Llevábamos algo más una hora de
caminata y ninguno de los dos se atrevía a empezar una conversación seria.
Conversación que, por otra parte, ambos sabíamos que tenía que darse, pues además
de ser necesaria era urgente. Sin embargo, tan sólo nos limitábamos a comentar,
de manera escueta y falsamente espontánea, la diversidad de olores que nos
azotaban la nariz en cada esquina, olores emanados de los distintos puestos de
comida mexicana se incrustaban en los rincones ajados, en las grietas vaporosas
de la Feria de León. No era que no nos agradara dicha comida, sino más bien que
el sensualismo característico de mi padre, es decir su pronta renuncia al
sentido de la existencia a cambio de los placeres temporales, y mi interés
burdamente antropológico de experimentar los sabores de otras culturas, se
hallaban debilitados a raíz de los últimos sucesos. Quizás, en el fondo, dichas
características nunca fueron auténticamente nuestras
Ahora, por así decirlo y más allá
de la Feria de León, la vida nos invitaba a cierta retirada, a un pálido
repliegue del presente en función de delinear un punto de fuga, una suerte de
salida de escape, un ágil salto hacia quién sabe dónde. Esa direccionalidad del
salto lo teníamos que conversar. Debíamos definir qué ser y qué hacer. Y no, no
se trataba meramente de cuándo retornaríamos a Chile. Se trataba más bien de
ritualizar el fracaso con la única finalidad de que volviéramos a ser quienes
somos: constructores de imágenes. Si el rito corresponde a un poner en ejecución
vivencial el sentido del mito, entonces nuestro rito sólo consistía en llevar a
cabo un acto, tan sutil como profundo, que junto con aprehender el fracaso
también fuese capaz de superarlo: era imperioso que nos reinvetáramos. Tal producción
de sí mismo, por ende, era la piedra fundacional desde la cual se edificaría el
nuevo relato mítico sobre nosotros mismos, relato con el que nos arroparíamos
para poder soportar nuestra miserable desnudez, nuestra irremediable cobardía,
nuestra vergonzosa mirada ante el espejo solitario.

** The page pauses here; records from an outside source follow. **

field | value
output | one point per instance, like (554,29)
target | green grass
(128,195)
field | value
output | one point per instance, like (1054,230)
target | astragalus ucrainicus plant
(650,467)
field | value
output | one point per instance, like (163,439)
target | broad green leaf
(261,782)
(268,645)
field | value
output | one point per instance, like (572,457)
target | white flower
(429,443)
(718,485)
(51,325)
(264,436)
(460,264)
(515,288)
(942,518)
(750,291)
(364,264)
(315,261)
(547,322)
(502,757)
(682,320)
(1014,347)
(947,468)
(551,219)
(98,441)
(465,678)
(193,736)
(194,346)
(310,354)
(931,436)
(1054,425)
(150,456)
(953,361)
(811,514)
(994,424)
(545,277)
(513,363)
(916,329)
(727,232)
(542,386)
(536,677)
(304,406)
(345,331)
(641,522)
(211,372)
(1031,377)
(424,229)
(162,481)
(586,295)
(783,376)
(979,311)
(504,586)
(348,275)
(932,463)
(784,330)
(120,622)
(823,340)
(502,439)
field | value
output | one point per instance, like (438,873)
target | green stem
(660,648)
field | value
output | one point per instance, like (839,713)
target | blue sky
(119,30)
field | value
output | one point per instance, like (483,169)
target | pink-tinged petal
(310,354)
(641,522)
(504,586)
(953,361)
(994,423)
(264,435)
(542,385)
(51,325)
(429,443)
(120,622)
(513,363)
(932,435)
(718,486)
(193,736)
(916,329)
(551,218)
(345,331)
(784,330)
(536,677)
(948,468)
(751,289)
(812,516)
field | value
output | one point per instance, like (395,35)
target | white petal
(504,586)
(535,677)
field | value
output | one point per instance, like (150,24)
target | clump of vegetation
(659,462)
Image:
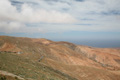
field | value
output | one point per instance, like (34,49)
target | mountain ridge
(74,60)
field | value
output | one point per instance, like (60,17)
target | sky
(85,22)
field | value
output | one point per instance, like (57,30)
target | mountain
(42,59)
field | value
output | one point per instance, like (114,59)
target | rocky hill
(42,59)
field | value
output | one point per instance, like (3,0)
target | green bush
(3,78)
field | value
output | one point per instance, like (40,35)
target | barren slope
(78,62)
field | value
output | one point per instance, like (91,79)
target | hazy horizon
(86,22)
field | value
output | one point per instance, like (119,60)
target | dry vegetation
(41,59)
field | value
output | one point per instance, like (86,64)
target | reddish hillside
(81,62)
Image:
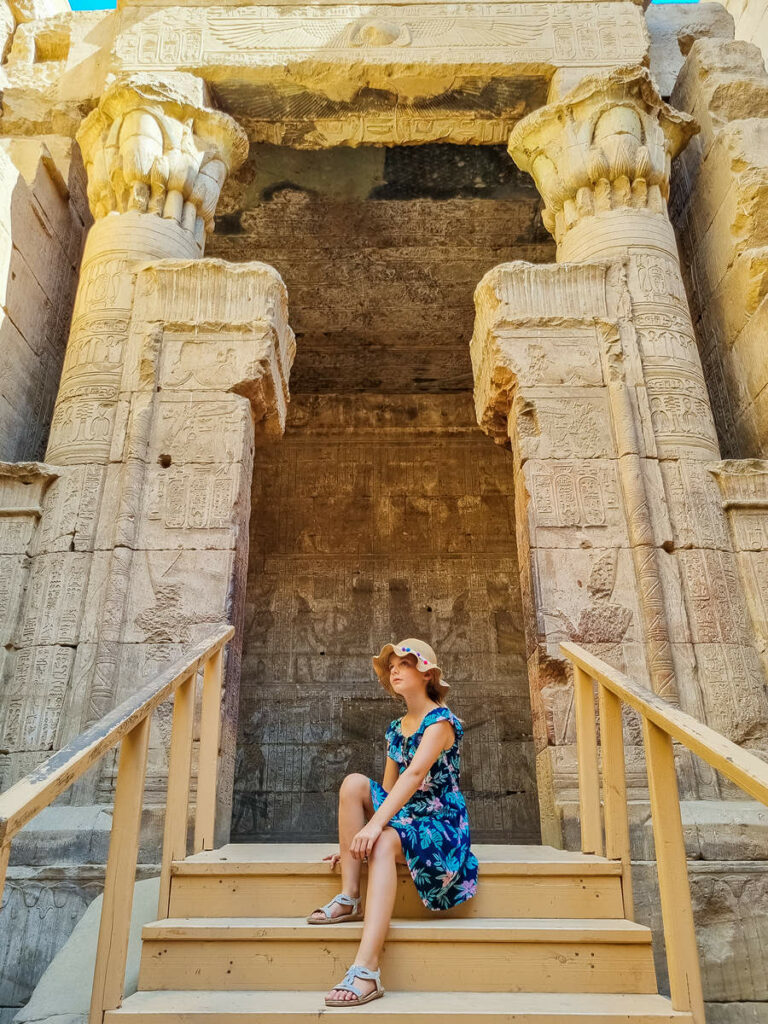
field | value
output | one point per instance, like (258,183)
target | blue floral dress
(433,825)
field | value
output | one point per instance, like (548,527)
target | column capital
(607,143)
(156,146)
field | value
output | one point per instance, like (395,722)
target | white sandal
(357,971)
(354,914)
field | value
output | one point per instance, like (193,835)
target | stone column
(601,160)
(156,157)
(590,369)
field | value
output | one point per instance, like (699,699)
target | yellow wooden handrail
(128,725)
(662,723)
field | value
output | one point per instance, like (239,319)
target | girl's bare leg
(382,887)
(355,808)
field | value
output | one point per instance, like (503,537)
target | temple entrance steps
(545,940)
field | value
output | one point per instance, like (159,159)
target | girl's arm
(391,772)
(436,738)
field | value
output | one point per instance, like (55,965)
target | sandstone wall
(383,512)
(43,215)
(720,190)
(751,17)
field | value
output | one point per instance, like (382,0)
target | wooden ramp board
(396,1008)
(292,880)
(492,954)
(307,856)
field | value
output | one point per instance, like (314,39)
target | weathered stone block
(673,28)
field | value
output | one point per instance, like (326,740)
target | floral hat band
(425,659)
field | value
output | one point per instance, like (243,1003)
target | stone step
(402,1008)
(461,954)
(283,880)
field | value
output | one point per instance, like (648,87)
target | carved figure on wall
(603,624)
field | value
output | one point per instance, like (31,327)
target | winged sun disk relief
(251,30)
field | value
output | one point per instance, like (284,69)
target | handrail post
(4,858)
(589,774)
(177,799)
(614,792)
(210,721)
(112,951)
(674,888)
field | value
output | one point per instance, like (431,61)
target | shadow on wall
(43,218)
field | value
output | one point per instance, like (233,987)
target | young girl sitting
(417,817)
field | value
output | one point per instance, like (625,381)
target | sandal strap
(343,899)
(357,971)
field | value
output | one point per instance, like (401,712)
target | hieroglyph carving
(158,156)
(491,33)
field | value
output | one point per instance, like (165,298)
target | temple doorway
(384,511)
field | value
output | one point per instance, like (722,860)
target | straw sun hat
(425,659)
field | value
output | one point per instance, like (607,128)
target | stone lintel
(520,308)
(377,75)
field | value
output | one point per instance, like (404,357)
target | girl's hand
(363,843)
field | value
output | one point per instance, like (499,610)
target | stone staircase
(545,940)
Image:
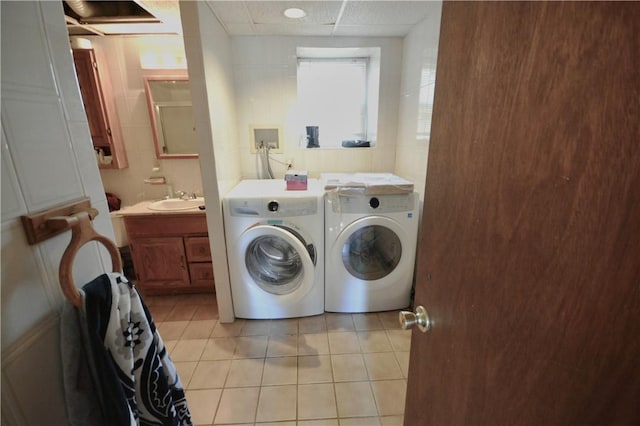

Y así, sin hablar, entre los
olores mezclados de la Feria que cada vez se tornaban más irrespirables, como
un hedor proveniente de vísceras podridas, nos fuimos hundiendo. Entre homogéneos rostros autóctonos
poseídos por la risa que empezábamos a envidiar. Entre juegos que ya no proyectaban
diversión, sino un extraño tipo de tortura. Entre peleas de gallos y música de
Juan Gabriel, ambos fuimos sabiendo poco a poco lo marica que éramos. Sí.
Maricas que nunca nos atrevimos a decir la verdad: lo egoístas que somos, lo apátridas,
lo vendedores de sueños. Maricas travestidos con los golpeados ropajes de las
mujeres a las cuales les succionamos la vida. Maricas de legañas tan sucias que
ya se les torna imposible hablar mirando a los ojos. Maricas, no obstante y a
pesar de todo, que yacen en la encrucijada vital: entre el orgullo de su necia autoafirmación y la merecida vergüenza como primer paso a un posible
arrepentimiento.
Y lo que vino después fueron
gritos y silencios. Azotes y llantos. Salivas, palabras e insomnio.